In 1656 Martinique was struck by a violent earthquake.
Later that year the slaves again revolted, with the support of the Caribs.
In 1656 a ship outbound from Nantes stopped at Martinique, carrying an expedition to the coast of Guiana under the sieur De la Vigne.
Du Parquet was hostile at first, then relented and provided supplies.
The initial reluctance to help may be explained by the fact that the colonists in Martinique were engaged in a desperate struggle with the Caribs.
His change of position may have been caused by his learning the identify of the expedition's powerful backers, who seem to have been the Queen and Cardinal Mazarin.
After a long war du Parquet finally managed to restore order in his islands and concluded peace with the Caribs on 18 October 1657.

==Death and legacy==

Du Parquet died in Saint-Pierre on 3 January 1658 aged 52.

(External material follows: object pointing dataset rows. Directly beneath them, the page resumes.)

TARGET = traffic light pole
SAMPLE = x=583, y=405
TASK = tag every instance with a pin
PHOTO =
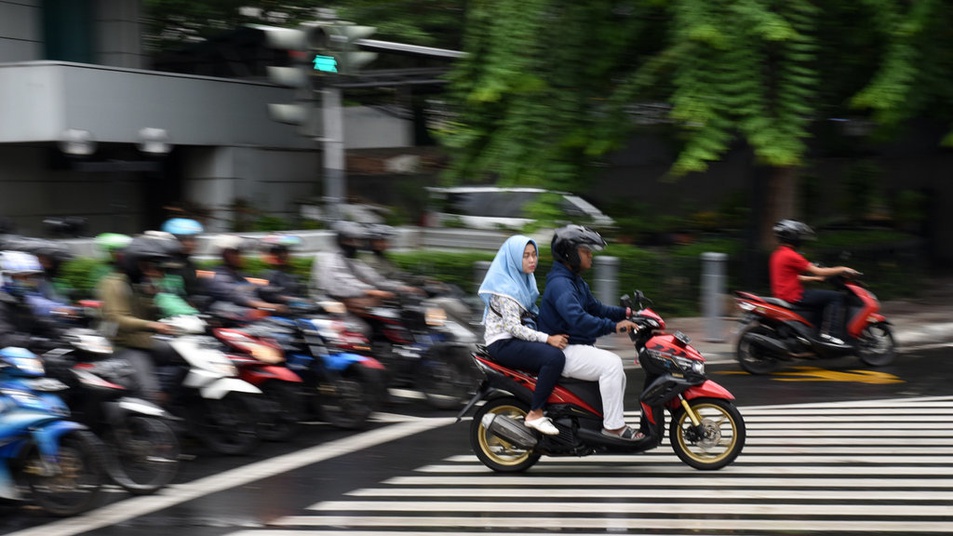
x=333, y=149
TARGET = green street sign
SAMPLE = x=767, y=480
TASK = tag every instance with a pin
x=325, y=64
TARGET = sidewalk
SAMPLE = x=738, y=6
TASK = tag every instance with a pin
x=925, y=320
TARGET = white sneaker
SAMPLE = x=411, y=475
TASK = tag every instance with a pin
x=832, y=340
x=543, y=425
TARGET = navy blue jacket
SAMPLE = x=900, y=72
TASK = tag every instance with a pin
x=569, y=307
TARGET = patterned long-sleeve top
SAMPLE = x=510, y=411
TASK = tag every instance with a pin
x=507, y=324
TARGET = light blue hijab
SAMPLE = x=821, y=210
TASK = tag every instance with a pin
x=505, y=276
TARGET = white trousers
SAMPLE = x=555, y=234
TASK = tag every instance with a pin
x=584, y=362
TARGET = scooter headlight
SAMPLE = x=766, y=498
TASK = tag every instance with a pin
x=435, y=316
x=221, y=365
x=695, y=367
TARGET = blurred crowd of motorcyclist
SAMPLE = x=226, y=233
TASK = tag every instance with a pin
x=356, y=302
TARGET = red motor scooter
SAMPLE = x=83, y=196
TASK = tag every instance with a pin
x=706, y=429
x=774, y=331
x=261, y=362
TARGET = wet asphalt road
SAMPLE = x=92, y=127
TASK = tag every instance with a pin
x=216, y=495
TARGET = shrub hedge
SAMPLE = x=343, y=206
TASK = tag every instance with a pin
x=670, y=276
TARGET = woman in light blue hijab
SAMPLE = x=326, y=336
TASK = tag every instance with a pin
x=509, y=293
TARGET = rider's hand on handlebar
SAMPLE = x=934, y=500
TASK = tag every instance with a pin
x=162, y=328
x=626, y=326
x=849, y=272
x=559, y=341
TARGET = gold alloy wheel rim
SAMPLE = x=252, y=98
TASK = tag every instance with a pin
x=491, y=444
x=715, y=421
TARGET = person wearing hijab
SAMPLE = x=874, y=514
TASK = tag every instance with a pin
x=509, y=293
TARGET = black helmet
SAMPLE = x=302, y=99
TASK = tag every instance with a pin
x=567, y=239
x=380, y=231
x=350, y=230
x=793, y=232
x=145, y=248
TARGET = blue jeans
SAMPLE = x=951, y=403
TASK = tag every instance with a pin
x=538, y=358
x=828, y=303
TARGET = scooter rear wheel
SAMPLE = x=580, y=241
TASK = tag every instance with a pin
x=229, y=425
x=145, y=454
x=716, y=442
x=876, y=347
x=495, y=452
x=74, y=484
x=752, y=359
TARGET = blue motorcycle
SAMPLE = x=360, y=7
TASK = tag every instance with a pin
x=44, y=457
x=341, y=385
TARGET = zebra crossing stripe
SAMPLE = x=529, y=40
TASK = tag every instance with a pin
x=612, y=524
x=859, y=467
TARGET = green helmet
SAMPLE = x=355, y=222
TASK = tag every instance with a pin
x=112, y=242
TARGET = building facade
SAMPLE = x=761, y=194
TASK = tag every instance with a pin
x=88, y=130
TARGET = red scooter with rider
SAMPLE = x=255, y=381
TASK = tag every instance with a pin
x=706, y=430
x=776, y=330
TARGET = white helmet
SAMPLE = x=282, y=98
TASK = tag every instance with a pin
x=224, y=242
x=18, y=262
x=14, y=263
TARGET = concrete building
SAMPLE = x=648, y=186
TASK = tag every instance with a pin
x=87, y=129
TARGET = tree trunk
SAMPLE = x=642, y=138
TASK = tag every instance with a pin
x=780, y=201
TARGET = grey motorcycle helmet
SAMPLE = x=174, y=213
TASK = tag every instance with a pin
x=568, y=238
x=793, y=232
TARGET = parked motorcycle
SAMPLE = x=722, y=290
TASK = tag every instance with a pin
x=775, y=332
x=423, y=350
x=341, y=384
x=142, y=448
x=219, y=408
x=44, y=456
x=706, y=430
x=261, y=362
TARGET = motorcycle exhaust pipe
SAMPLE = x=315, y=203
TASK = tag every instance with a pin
x=509, y=430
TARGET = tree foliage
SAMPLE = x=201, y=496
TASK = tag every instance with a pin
x=544, y=94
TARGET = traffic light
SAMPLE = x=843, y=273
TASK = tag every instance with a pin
x=303, y=112
x=334, y=47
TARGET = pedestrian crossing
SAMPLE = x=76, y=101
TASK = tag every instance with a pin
x=860, y=467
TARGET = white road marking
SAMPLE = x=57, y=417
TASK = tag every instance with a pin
x=140, y=506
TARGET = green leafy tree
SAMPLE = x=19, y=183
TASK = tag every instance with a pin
x=546, y=91
x=914, y=72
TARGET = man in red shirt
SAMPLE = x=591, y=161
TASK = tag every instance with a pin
x=790, y=270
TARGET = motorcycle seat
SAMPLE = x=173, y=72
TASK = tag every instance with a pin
x=779, y=302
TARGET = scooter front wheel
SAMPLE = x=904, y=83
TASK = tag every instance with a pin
x=876, y=346
x=495, y=452
x=716, y=441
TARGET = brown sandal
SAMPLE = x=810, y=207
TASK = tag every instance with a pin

After his death his wife took charge of the island as regent in the name of her oldest son, Louis Dyel d'Esnambuc.
On 15 September 1658 the King appointed his son Governor and Lieutenant General of Martinique and Saint Lucia, with du Parquet's brother Adrien Dyel de Vaudroques to act in his place until he reached the age of 20.
Vauderoque died in 1663 and the king appointed another family member (Jean Dyel de Clermont) in his place.
On 14 April 1664 the King revoked all grants to the Compagnie des Isles de l'Amerique and all sales and transfers it had made to private parties, and on 28 May 1664 the Compagnie des Indes Occidentales was established by royal decree in its place.
Du Parquet's heirs were forced to sell Martinique and Saint Lucia to the new company on 14 August 1665.